The City of Mirrors (The Passage #3)

A reasonable person might ask, Why did you do it? If I possessed the power to lead them, surely I could have put a stop to everything. The rage was part of it, yes. All that I loved had been taken from me, and that which I did not love as well, which was my human life. So, too, did the biological imperatives of my remanufactured self; could you ask a hungry lion to ignore the bounty of the veldt? I do not note these things to seek the pardon of any person, because my actions are unpardonable, nor to say I’m sorry, although I am. (Does that surprise you to hear? That Timothy Fanning, called Zero, is sorry? It’s true: I’m sorry about everything.) I merely wish to set the stage, to place my mental contours in their proper context. What did I desire? To make the world a wasteland; to bring upon it the mirrored image of my wretched self; to punish Lear, my friend, my enemy, who believed he could save a world that was not savable, that never deserved saving in the first place.

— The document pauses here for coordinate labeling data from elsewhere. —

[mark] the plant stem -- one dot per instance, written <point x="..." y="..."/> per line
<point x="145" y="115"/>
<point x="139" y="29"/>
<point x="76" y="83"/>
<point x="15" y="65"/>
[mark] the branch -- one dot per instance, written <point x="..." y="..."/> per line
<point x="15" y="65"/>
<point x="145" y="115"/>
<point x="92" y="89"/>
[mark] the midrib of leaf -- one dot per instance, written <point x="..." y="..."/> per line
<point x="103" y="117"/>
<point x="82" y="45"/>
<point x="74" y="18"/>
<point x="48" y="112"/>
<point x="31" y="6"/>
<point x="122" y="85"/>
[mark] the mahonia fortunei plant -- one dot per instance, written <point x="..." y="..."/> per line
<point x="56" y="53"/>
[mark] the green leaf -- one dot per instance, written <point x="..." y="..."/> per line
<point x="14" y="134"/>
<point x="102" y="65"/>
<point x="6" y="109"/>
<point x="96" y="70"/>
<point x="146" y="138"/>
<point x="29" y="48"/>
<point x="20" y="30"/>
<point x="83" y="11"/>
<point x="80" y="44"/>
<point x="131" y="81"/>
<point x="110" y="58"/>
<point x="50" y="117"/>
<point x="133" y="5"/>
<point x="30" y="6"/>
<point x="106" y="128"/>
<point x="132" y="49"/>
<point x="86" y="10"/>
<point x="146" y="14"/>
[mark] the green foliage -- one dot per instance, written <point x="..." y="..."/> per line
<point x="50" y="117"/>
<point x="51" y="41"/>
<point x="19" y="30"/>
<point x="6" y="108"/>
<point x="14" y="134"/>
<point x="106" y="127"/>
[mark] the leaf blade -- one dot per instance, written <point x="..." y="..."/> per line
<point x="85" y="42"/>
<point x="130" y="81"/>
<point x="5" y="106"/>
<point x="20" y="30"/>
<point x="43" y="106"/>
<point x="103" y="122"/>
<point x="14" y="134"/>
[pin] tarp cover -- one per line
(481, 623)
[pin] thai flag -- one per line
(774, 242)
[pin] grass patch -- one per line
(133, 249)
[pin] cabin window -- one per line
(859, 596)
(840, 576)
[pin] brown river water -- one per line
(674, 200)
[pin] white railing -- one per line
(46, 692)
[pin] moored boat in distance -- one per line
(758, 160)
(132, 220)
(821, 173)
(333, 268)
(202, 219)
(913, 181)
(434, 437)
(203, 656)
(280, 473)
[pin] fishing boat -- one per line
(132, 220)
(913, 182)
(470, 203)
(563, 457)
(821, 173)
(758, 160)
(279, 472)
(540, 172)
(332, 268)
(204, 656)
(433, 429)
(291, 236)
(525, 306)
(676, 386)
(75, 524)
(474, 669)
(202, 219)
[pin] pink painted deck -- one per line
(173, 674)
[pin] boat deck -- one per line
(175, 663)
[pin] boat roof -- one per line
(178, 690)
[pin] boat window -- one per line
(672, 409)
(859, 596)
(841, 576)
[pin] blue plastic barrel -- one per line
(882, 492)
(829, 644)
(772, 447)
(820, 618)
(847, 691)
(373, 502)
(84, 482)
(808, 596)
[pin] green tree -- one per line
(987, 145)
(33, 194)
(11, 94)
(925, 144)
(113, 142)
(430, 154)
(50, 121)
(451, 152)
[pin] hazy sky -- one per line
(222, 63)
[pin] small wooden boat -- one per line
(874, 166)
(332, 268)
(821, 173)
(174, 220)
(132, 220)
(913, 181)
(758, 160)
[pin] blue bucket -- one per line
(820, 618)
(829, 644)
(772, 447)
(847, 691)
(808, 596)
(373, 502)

Such was my wrath in those early days. Yet I could not ignore the metaphysical aspects of my condition indefinitely. As I boy, I spoke often to the Almighty. My prayers were shallow and childish, as if I were speaking to Santa Claus: spaghetti for dinner, a new bike at my birthday, a day of snow and no school. “If, Lord, in your infinite mercy, it would not be too much trouble …” How ironic! We are born faithful and afraid, when it should be the opposite; it is life that teaches us how much we stand to lose. As a grown man, I mislaid the impulse, like many people. I would not say I was a nonbeliever; rather, that I gave little if any thought to celestial concerns. It did not seem to me that God, whoever he was, would be the sort of god to take an interest in the minutiae of human affairs, or that this fact released us from the duty to go about our lives in a spirit of decency to others. It is true that the events of my life brought me into a state of nihilistic despair, yet even in the darkest hours of my human life—the hours that, to this day, I dwell in—I blamed no one but myself.

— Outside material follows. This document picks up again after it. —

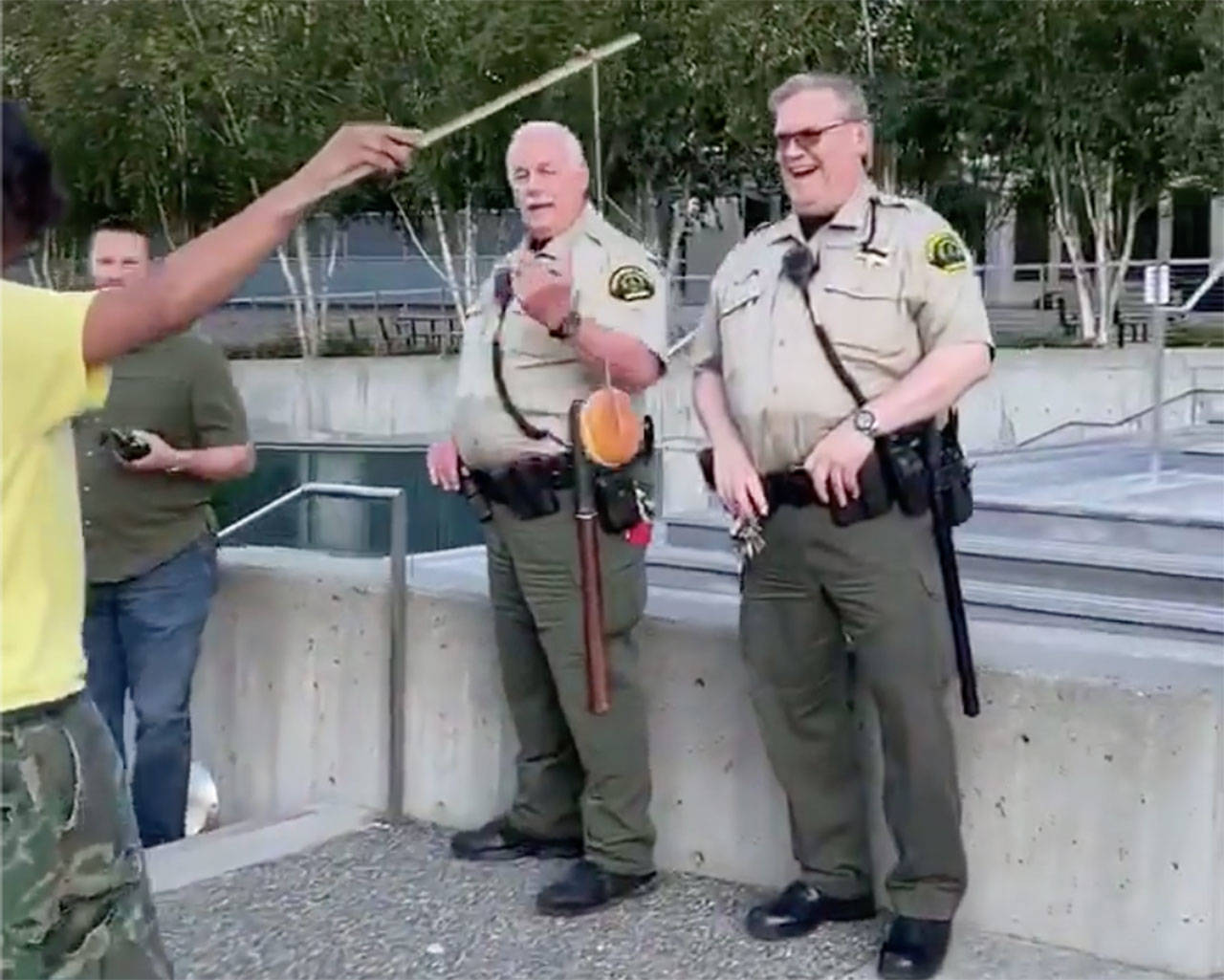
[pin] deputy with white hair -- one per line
(576, 305)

But as love turns to grief, and grief becomes anger, so must anger yield to thought, in order to know itself. My symbolic properties were inarguable. Made by science, I was a perfect industrial product, the very embodiment of mankind’s indefatigable faith in itself. Since our first, furry ancestor scraped flint on stone and banished night with fire, we have climbed heavenward on a ladder made of our own arrogance. But was that all? Was I the final proof that humanity dwelled in an unwatched cosmos of no purpose, or was I something more?

Thus did I contemplate my existence. In due course, these ruminations led me to but one conclusion. I had been made for a purpose. I was not the author of destruction; I was its instrument, forged in heaven’s workshop by a god of horrors.

What could I do but play the part?

As to my present, more human-seeming incarnation: all I can say is that Jonas was right about one thing after all, though the bastard never knew it. The events I am about to describe occurred just a few days after my emancipation, in a certain benighted prairie hamlet by the name (I was later to learn) of Sewanee, Kansas. To this day my recollections of that early period are drowned in joy. What soaring liberty! What bountiful slaking of my appetites! The world of night seemed a glorious banquet to my senses, an infinite buffet. Yet I moved with a certain caution. No roadhouse-tavern massacres. No families slaughtered whole in their beds. No fast-food emporia painted red, patrons strewn willy-nilly in bloody dismemberment. These things would come eventually; but for the time being, I sought to leave a lighter footprint. Each night, as I made my way east, I dined upon only a handful, and only in situations in which I could do so at my ease, and swiftly dispose of the remains.

Thus my heart sang an aria of delight at the sight of the truck.